Dans mes précédents articles, j’ai beaucoup évoqué les blockchains, bitcoin et les différents problèmes du système monétaire international existant. Pour aller plus loin, il faut maintenant dépasser le « voile » de la monnaie, et tenter de comprendre les véritables fondamentaux de la monnaie. Dans cet article, je vais utiliser la grille de lecture anthropologique pour essayer d’entrevoir le futur du phénomène bitcoin. Normalement, cet article peut être « apprécié » à la fois par les promoteurs du bitcoin et les réfractaires.

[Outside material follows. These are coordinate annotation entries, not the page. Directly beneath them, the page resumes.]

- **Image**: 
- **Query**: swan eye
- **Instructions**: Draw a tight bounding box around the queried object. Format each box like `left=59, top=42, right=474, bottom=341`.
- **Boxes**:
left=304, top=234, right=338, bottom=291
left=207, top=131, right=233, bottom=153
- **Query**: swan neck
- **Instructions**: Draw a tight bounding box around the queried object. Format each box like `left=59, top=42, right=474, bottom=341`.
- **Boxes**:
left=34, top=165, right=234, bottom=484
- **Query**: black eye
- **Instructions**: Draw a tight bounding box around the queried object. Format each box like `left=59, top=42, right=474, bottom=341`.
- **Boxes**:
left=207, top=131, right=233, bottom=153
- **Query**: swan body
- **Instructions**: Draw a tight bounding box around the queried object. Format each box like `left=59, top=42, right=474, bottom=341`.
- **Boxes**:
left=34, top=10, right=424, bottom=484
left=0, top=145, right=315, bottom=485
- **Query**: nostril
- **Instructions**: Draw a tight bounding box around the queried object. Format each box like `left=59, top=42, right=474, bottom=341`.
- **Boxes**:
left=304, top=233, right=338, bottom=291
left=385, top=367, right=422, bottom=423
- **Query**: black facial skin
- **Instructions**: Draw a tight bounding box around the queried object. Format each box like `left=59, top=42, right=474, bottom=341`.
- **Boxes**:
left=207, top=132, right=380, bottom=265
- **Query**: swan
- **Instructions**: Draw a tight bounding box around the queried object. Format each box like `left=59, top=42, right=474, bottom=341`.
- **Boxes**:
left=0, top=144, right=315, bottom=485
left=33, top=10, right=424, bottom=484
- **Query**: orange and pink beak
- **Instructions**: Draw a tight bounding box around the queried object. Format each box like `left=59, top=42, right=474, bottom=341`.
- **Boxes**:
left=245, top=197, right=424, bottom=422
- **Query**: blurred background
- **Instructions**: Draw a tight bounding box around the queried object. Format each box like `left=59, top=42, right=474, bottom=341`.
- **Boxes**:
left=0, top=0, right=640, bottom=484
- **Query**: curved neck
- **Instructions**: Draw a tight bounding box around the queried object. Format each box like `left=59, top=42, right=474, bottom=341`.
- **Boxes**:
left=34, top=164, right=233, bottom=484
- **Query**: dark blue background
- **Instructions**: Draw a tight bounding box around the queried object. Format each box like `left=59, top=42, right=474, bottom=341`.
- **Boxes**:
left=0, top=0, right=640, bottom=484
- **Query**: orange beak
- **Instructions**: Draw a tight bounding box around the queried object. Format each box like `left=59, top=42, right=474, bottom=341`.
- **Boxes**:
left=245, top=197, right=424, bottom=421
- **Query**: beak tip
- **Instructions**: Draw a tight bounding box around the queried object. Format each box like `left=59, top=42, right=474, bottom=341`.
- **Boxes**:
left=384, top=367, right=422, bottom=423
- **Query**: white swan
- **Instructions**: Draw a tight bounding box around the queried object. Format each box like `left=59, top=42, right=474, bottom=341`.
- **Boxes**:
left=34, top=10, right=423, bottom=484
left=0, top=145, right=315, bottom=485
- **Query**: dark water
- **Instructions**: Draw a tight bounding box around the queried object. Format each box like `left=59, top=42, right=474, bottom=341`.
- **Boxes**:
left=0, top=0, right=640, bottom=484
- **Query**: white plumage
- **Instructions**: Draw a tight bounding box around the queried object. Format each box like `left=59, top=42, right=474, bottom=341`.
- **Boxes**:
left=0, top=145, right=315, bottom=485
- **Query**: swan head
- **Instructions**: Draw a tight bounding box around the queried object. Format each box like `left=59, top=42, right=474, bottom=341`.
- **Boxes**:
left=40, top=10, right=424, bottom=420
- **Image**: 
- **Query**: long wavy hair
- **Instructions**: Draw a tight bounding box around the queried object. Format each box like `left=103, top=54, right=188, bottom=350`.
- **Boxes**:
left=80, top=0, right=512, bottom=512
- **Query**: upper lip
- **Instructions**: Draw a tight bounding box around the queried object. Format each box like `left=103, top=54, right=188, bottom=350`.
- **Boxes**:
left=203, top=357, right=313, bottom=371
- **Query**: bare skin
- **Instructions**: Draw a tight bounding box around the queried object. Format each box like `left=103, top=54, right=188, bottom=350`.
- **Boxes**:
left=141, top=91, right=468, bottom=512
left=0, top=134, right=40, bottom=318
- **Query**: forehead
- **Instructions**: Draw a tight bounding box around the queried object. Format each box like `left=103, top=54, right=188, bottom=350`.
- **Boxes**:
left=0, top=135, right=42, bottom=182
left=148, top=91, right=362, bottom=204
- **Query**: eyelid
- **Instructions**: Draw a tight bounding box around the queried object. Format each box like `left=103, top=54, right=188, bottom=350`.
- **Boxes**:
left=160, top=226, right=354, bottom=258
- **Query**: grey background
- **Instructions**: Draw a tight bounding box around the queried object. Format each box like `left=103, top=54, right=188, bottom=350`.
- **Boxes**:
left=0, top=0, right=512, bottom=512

Tout d’abord, pour ceux qui l’ignorait encore, voici en quelques mots ce qu’est le phénomène bitcoin : bitcoin interpelle les économistes sur leur conception de la monnaie, en remettant en question l’organisation pyramidale du système bancaire et monétaire, bien qu’il ne remplisse que très imparfaitement les trois fonctions qui sont dévolues normalement aux monnaies fiduciaires. Bitcoin est une réaction à la crise de 2008 qui a jeté le discrédit sur certaines pratiques dans le monde de la finance et de la gestion monétaire. Les problèmes fondamentaux avec la monnaie conventionnelle résident dans la confiance requise pour son bon fonctionnement, ainsi que son façonnement pour qu’elle soit dépensée rapidement. Bitcoin conteste la puissance publique, la finance mondiale et le monopole des monnaies fiduciaires. La grande interrogation c’est donc de voir si bitcoin peut-être une solution aux désordres monétaires et financiers. C’est ce « mystère » que je m’efforce de percer via différentes approches dans les différents articles de mon blog. Ce n’est pas un secret pour ceux qui ont lu mes précédentes publications, si je vois en bitcoin une innovation technologique qui va certainement compter dans l’Histoire monétaire (une nouvelle ère de la « monnaie augmentée »), je suis encore très mitigé sur la faisabilité d’adoption de bitcoin en tant que monnaie de masse. J’ai donné beaucoup d’arguments factuels qui contredisent cette vision. Aujourd’hui, je vois davantage bitcoin comme une monnaie complémentaire avec un usage spécifique d’épargne (une sorte d’ « or augmentée » car plus transportable). Mais selon ma lecture du phénomène, bitcoin pourrait être aussi la « Krypto-nite » du dollar et de la finance américaine, et le « vase communicant de la confiance » entre l’ancien et un nouveau monde monétaire encore à bâtir autour de bitcoin (bitcoin le futur « backbone de la valeur/confiance » d’un réseau de la valeur/bancaire beaucoup plus diversifié). Vous l’aurez compris, le phénomène bitcoin est encore très loin d’avoir dévoilé tous ses secrets. L’article ci-dessous a pour objectif d’étoffer la réflexion sur la nature même de cet objet purement numérique.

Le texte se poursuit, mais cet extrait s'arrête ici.